My cousins mentioned how she has held the training wheels for some and been a pillar of courage and strength for others… a safety net whom they would always rely on. Stories of past moments. Flashes of childhood memories. Words of kindness—the only Mom has ever known—have comforted so many hearts in so many times of need.
I’m not boasting because she’s my mom. I’m simply relaying what others wrote.
Then poured the stories of how Mom’s cooking—especially her samosas—are unmatched to this day and how she could outwit any Indian chef. How Mom has been a source of inspiration for others to keep going and never give up, not from heresay, but from the life she led and the examples she lived.
You see, Mom’s life wasn’t easy.
I don’t think anyone’s life is easy.
Some people have it hard.
Mom’s life was exceptionally hard.

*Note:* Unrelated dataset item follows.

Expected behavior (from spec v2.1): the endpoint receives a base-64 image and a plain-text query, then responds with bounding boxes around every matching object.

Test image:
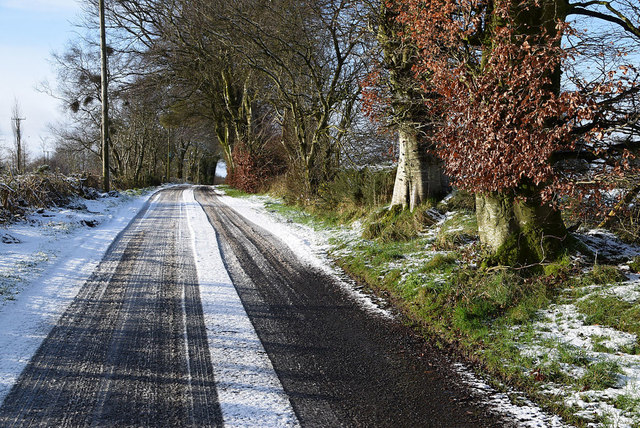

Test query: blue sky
[0,0,81,158]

Her 50s and 60s only got harder.
But Mom continued to live her life in the best way she knew how despite the move from Hong Kong back to India. She continued to help others in their time of need even if she was in dire straits herself. She never gave up on herself or on others.
As Mom continued to turn the pages of her life, the tears rolled and we listened to so many untold stories and moments of the heart that were penned and shared. I know of mom’s hardships and the life she endured. I’ve seen it. I have also lived it. Then I heard how Mom has been a mother-figure, a second-mother to others our age and the next generation. How nieces, nephews and grand-children wouldn’t have had it any other way. I took a deep breath and let it all sink in. You see, I realized in the pages of the scrapbooks Mom hasn’t just been my mother, but a mother to many. Mom has helped shape and change the lives of so many people for the better and let them know she loves and values each person for who they are.
I realize I’m a storyteller. I write fiction. I’m working on a series—which means a chain of events that relay the course of people’s lives. And to some extent I try to change and fix people’s stories. I get to make some people’s lives better in the pages of my work.
I return to the question I’ve endlessly asked Mom, but her answer doesn’t change.
Me: “If you could change your past, Mom, what would you have done differently?”
Mom: “Nothing.” She takes my hand in hers. “Because then I wouldn’t have had the three of you.”